14.10.2024
Anche Shanghai è sua. Il 17esimo titolo della sua carriera ottenuto a 23 anni e 2 mesi. Con lui si mette fine a una generazione. Il 2024 di Jannik è già una delle migliori stagioni dell’Era Open. Il suo è un bilancio record che gli permette di entrare in un’élite da brividi. Sarà tra i migliori di sempre? I numeri sono dalla sua parte.
Fino a qualche tempo fa, potevamo sostenere che qualcosa stesse cambiando ai vertici del tennis mondiale. L’esito del Masters 1000 di Shanghai certifica che quel qualcosa è ormai cambiato. È possibile che Novak Djokovic, ultimo baluardo della vecchia generazione, possa ancora infilare una o più zampate. Ma ormai il tennis ha un nuovo padrone. Finisse oggi, il 2024 di Jannik Sinner sarebbe già una delle migliori stagioni dell’Era Open. Con un bilancio di 65 vittorie e 6 sconfitte, sette tornei vinti (tra cui due Slam e tre Masters 1000) e un vantaggio enorme sui diretti inseguitori, entrerà in un’elite da brividi. Negli ultimi cinquant’anni, soltanto otto giocatori hanno concluso almeno una stagione vincendo il 90% dei match giocati. Ivan Lendl (5 volte) guida una lista di cui fanno parte Federer, Borg, Connors (4), Djokovic (3), Nadal (2), McEnroe e Vilas (1). Salvo improbabili capitomboli negli ultimi impegni dell’anno, Sinner entrerà in un club da brividi. Sta entrando in una nuova dimensione, quella dei campioni che trascendono il loro tempo. Non è più il leader del florido movimento azzurro: è insensato, quasi offensivo per lui, paragonarlo agli altri italiani. I quali vanno benissimo, ma corrono un’altra gara.

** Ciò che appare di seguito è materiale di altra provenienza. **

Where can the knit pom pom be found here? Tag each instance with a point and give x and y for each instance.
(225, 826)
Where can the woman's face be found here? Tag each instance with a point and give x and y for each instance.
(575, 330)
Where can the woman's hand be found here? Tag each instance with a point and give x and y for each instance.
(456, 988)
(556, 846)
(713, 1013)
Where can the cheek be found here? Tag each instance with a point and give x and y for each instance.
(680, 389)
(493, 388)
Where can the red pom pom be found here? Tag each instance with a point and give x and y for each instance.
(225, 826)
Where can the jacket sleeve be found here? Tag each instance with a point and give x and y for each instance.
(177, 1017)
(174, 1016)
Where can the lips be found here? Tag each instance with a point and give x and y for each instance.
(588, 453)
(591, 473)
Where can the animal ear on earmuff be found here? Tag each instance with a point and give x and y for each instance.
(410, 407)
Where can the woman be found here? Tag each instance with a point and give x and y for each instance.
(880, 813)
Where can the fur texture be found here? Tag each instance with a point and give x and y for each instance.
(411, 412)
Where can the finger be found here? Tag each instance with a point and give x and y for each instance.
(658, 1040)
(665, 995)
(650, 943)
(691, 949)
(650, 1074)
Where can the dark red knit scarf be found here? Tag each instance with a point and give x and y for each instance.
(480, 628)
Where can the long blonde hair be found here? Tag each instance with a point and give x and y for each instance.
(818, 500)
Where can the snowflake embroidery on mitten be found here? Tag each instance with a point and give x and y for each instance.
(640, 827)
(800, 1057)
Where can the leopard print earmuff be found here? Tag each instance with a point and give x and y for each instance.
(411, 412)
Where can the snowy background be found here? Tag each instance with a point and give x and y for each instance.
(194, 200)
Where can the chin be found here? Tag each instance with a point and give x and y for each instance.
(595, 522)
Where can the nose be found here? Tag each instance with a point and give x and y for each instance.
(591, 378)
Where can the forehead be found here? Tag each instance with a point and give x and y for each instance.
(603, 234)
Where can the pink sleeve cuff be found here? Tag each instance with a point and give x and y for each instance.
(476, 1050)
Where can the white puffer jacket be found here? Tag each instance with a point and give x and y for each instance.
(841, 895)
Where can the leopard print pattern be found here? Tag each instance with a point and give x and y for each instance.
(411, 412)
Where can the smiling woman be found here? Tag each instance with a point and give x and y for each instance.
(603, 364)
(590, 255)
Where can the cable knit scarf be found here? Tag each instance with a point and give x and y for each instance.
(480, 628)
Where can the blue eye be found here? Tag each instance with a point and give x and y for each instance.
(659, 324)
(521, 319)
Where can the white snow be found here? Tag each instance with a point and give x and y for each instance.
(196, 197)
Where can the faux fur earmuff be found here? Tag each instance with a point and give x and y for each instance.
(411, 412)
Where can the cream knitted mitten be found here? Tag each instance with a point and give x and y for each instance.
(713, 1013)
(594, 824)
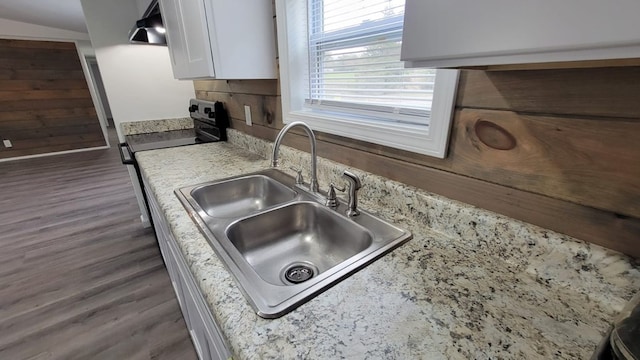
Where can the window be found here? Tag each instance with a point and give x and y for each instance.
(341, 73)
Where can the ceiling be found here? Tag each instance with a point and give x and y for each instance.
(61, 14)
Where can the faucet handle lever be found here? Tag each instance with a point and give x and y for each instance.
(354, 186)
(299, 179)
(353, 179)
(332, 199)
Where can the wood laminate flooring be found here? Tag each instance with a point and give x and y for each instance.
(80, 278)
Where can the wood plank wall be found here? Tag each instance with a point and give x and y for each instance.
(45, 104)
(555, 148)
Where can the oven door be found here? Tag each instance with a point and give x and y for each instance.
(128, 158)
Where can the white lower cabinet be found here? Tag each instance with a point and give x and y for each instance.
(205, 334)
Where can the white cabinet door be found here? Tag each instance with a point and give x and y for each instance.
(220, 39)
(492, 32)
(187, 38)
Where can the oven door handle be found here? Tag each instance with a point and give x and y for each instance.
(125, 154)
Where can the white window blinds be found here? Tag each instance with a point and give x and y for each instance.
(354, 62)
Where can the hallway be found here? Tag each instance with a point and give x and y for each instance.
(80, 278)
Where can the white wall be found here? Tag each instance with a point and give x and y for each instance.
(137, 78)
(19, 30)
(142, 6)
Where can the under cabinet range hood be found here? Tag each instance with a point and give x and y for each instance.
(150, 29)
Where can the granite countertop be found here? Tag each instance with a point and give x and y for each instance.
(470, 284)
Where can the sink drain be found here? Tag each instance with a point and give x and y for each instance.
(298, 273)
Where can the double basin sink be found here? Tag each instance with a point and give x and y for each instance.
(280, 242)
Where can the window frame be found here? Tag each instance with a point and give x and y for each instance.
(291, 20)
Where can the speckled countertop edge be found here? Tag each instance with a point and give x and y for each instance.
(471, 284)
(149, 126)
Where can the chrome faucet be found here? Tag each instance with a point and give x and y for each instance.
(313, 184)
(354, 186)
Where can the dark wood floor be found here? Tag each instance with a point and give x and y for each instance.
(80, 278)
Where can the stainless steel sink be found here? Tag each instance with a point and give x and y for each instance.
(282, 246)
(242, 196)
(302, 236)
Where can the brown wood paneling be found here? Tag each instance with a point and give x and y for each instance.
(49, 84)
(9, 43)
(592, 162)
(13, 95)
(80, 278)
(61, 103)
(600, 227)
(263, 107)
(607, 92)
(41, 123)
(556, 148)
(45, 104)
(16, 74)
(88, 112)
(255, 87)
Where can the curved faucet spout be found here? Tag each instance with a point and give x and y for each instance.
(313, 185)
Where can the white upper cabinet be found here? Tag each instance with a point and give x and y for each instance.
(220, 39)
(459, 33)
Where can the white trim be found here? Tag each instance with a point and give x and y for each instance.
(93, 91)
(53, 153)
(431, 140)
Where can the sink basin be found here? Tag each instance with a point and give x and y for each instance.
(241, 196)
(280, 243)
(302, 236)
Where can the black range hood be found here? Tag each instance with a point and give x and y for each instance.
(150, 29)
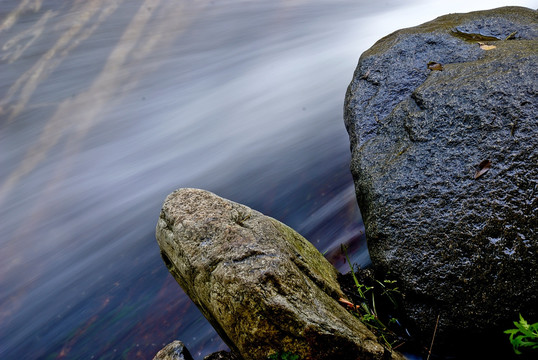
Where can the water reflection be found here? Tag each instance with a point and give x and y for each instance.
(109, 105)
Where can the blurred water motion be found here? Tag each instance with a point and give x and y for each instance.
(109, 105)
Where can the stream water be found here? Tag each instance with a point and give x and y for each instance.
(106, 106)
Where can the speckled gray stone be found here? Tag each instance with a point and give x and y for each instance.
(262, 286)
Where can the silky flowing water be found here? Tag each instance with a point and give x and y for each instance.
(107, 106)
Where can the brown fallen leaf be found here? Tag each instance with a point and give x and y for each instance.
(433, 66)
(482, 168)
(486, 46)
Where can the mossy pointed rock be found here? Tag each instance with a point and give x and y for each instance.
(445, 165)
(262, 286)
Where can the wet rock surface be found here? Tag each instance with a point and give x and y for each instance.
(262, 286)
(176, 350)
(445, 165)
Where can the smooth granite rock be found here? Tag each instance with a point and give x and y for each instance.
(262, 286)
(445, 164)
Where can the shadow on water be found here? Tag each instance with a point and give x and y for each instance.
(108, 106)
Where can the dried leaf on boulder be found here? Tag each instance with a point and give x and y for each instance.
(434, 66)
(486, 46)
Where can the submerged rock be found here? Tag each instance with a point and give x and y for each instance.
(176, 350)
(262, 286)
(445, 164)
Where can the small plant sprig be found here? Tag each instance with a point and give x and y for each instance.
(366, 310)
(524, 335)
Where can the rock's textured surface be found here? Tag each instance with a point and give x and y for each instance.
(262, 286)
(176, 350)
(463, 247)
(221, 355)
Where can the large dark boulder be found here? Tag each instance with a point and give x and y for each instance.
(461, 240)
(262, 286)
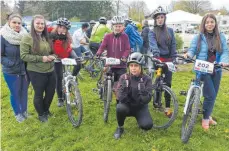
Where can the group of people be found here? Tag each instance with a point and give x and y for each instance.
(31, 57)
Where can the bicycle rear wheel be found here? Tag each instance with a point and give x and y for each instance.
(163, 117)
(107, 101)
(189, 118)
(74, 104)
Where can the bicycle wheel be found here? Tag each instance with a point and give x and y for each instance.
(107, 101)
(74, 104)
(189, 118)
(159, 112)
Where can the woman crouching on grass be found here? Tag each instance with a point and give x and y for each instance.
(134, 92)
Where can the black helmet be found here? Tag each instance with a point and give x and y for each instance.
(64, 22)
(136, 57)
(158, 11)
(102, 20)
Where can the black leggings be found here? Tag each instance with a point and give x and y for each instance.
(59, 76)
(43, 83)
(141, 113)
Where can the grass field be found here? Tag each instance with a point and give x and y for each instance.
(94, 135)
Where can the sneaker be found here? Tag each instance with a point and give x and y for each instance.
(118, 133)
(205, 124)
(48, 114)
(20, 118)
(168, 112)
(211, 121)
(43, 118)
(25, 115)
(60, 103)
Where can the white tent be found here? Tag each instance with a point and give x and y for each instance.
(181, 17)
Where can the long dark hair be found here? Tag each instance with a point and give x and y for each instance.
(35, 36)
(157, 31)
(217, 40)
(65, 42)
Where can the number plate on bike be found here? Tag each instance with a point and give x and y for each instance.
(171, 66)
(112, 61)
(68, 61)
(204, 66)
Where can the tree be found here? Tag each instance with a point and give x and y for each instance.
(194, 6)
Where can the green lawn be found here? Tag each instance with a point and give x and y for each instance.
(94, 135)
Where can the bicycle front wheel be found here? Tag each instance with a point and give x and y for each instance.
(190, 116)
(74, 104)
(164, 108)
(107, 101)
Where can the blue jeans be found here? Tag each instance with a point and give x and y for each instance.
(18, 86)
(79, 50)
(210, 90)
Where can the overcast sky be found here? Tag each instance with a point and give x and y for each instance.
(152, 4)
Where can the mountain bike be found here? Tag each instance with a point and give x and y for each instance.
(164, 99)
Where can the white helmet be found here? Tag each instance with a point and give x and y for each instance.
(117, 20)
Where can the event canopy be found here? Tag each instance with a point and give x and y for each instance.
(182, 17)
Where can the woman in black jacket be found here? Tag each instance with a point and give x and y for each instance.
(134, 92)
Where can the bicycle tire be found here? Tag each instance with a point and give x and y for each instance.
(74, 107)
(170, 121)
(193, 101)
(107, 101)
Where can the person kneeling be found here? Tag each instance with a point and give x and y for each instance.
(134, 92)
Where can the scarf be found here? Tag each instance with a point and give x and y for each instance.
(12, 36)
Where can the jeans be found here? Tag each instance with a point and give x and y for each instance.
(18, 86)
(141, 114)
(210, 90)
(44, 88)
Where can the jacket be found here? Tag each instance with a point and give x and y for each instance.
(203, 54)
(35, 59)
(117, 47)
(10, 58)
(131, 93)
(134, 37)
(158, 51)
(98, 32)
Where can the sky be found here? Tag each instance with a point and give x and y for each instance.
(153, 4)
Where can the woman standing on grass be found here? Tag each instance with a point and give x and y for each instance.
(13, 67)
(162, 43)
(36, 51)
(61, 45)
(211, 46)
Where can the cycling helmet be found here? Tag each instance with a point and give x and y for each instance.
(158, 11)
(136, 57)
(102, 20)
(117, 20)
(92, 22)
(64, 22)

Quella di Jannik – metafora rappresentata da uno dei tanti spot che lo vede protagonista – è una corsa di Formula 1. È troppo presto per dire se Jannik si infilerà tra i migliori di sempre, ma i numeri sono dalla sua parte. Quello a Shanghai è stato il titolo numero 17 della sua carriera, ottenuto a 23 anni e 2 mesi. Detto che è di gran lunga l’azzurro più titolato (Panatta e Berrettini sono fermi a 10, i 48 successi di Nicola Pietrangeli pagano la tassa dell’epoca dilettantistica), è interessante verificare quando i Big Three hanno vinto il loro 17esimo torneo. Roger Federer a 22 anni e 11 mesi, Novak Djokovic a 22 anni e 9 mesi e Rafael Nadal (mostro di precocità) a 21. Dettagli a parte, Sinner è abbastanza in linea con due dei più grandi giocatori di tutti i tempi. «Il lavoro non è ancora finito», ha detto a Shanghai, consapevole che fermarsi sarebbe delittuoso. Jannik sa che restare il giocatore di oggi lo renderebbe facile preda per gli inseguitori, a partire da Carlos Alcaraz (che nei suoi confronti ha un vantaggio anagrafico). È il segnale più incoraggiante in vista del principale interrogativo: la longevità. Fino a oggi vanta numeri da capogiro, assimilabili a quelli delle leggende. Ma per tenere il loro ritmo dovrà restare su questi livelli per altri 10-12 anni. Il tema è questo: ci riuscirà? Per adesso, tutto fa pensare di sì. Jannik è troppo professionale, troppo dedito al lavoro, troppo focalizzato su quello che fa, per pensare che possa deragliare. Questo non significa che arriverà per forza in orbita 20 Slam o 100 titoli complessivi, perché gli imprevisti sono dietro l’angolo e sicuramente emergeranno nuovi avversari, nuove difficoltà, nomi che oggi sono sconosciuti. Però è ragionevole pensare che si manterrà su livelli estremamente alti, rivoluzionando completamente una storia – quella del tennis italiano – che ha già cambiato in un 2024 da capogiro. Un anno reso quasi paranormale dalla sua capacità di continuare a vincere nonostante la zavorra psicologica: la positività all’antidoping che gli ha causato notti insonni, azzerando la già scarsa predisposizione al sorriso in attesa del pronunciamento del CAS di Losanna dopo il ricorso WADA. Vincere in queste condizioni mentali è roba per pochissimi. Per leggende, appunto.